Error Measures: The performance of the vehicle detection for the networks are reported using the Average Precision (AP) with IOU (intersection over threshold) of 0.5. In case of the semantic segmentation, we report the per-pixel classification accuracy for free space segmentation.

Fig. 5.
figure 5

Results for the SO-Net and fusion network variants. Yellow rectangle denotes the detected vehicles, while the green oval denotes the missed vehicles. (Color figure online)

Results. The performance of the different algorithms tabulated in Tables 1 and 2 show that the segmentation accuracy of the proposed SO-Net and vehicle detection accuracy of the fused vehicle detection framework are better than the variants. The computational time of all the algorithms are real-time in the order of 10–25 ms.

Fig. 6.
figure 6

Results for the SO-Net and camera-only network variants. Yellow rectangle denotes the detected vehicles, while the green oval denotes the missed vehicles. (Color figure online)

Discussion. The results tabulated in Tables 1 and 2 show that performance of the SO-Net is similar to the fusion network variants, with marginally inferior vehicle detection accuracy and superior semantic segmentation accuracy. However, the SO-Net reports improved computational complexity. The two fusion network variants, fusion with vehicle detection and fusion with semantic segmentation, report a combined computational time of (vehicle det-15 \(+\) semantic seg-20) 35 ms per frame.
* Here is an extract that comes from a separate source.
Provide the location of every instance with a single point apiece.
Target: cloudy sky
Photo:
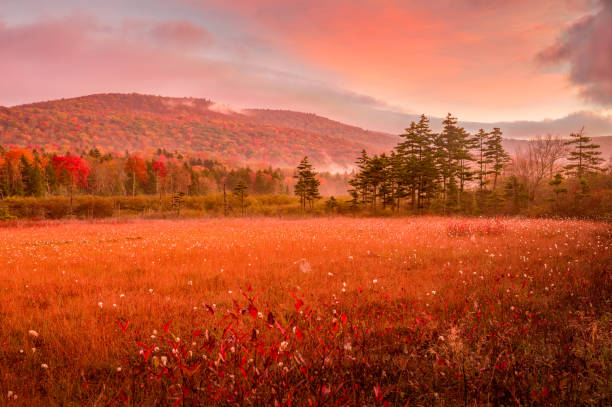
(374, 63)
The proposed SO-Net reports a reduced computational time of 25 ms with similar performance as shown in Table 3 (Fig. 5).

In the case of comparison with the camera-only network variants, the SO-Net reports better accuracy for both vehicle detection and semantic segmentation tasks, with similar computational complexity. The two camera-only network variants report a combined computational time of (vehicle det-7 \(+\) semantic seg-15) 22 ms per frame, which is similar to the SO-Net as shown in Table 3.
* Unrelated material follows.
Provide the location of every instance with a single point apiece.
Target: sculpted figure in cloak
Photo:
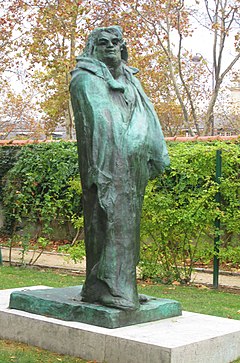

Table 3. Computational time of the SO-Net and its variants.

The observed results show the effectiveness of sensor fusion for vehicle detection and semantic segmentation. The SO-Net and fusion network variants both report better accuracy than the camera-only network variants. In case of the computational complexity, we see that the multi-task learning based SO-net reports reduced the computational complexity compared to the individual fusion networks (Fig. 6).

5 Conclusion

A deep sensor fusion and joint learning framework termed as the SO-Net is proposed for the sensor fusion of camera-radar. The SO-Net is a multi-task learning framework, where the vehicle detection and free space segmentation is performed using a single network. The SO-Net contains two independent feature extraction branches, which extract radar and camera specific features. The multi-task learning is performed using two output branches. The proposed network is validated on the Nuscenes dataset and perform comparative analysis with variants. The results show that sensor fusion improves the vehicle detection and semantic segmentation accuracy, while reporting reduced computational time. In our future work, we will consider the fusion of additional sensors.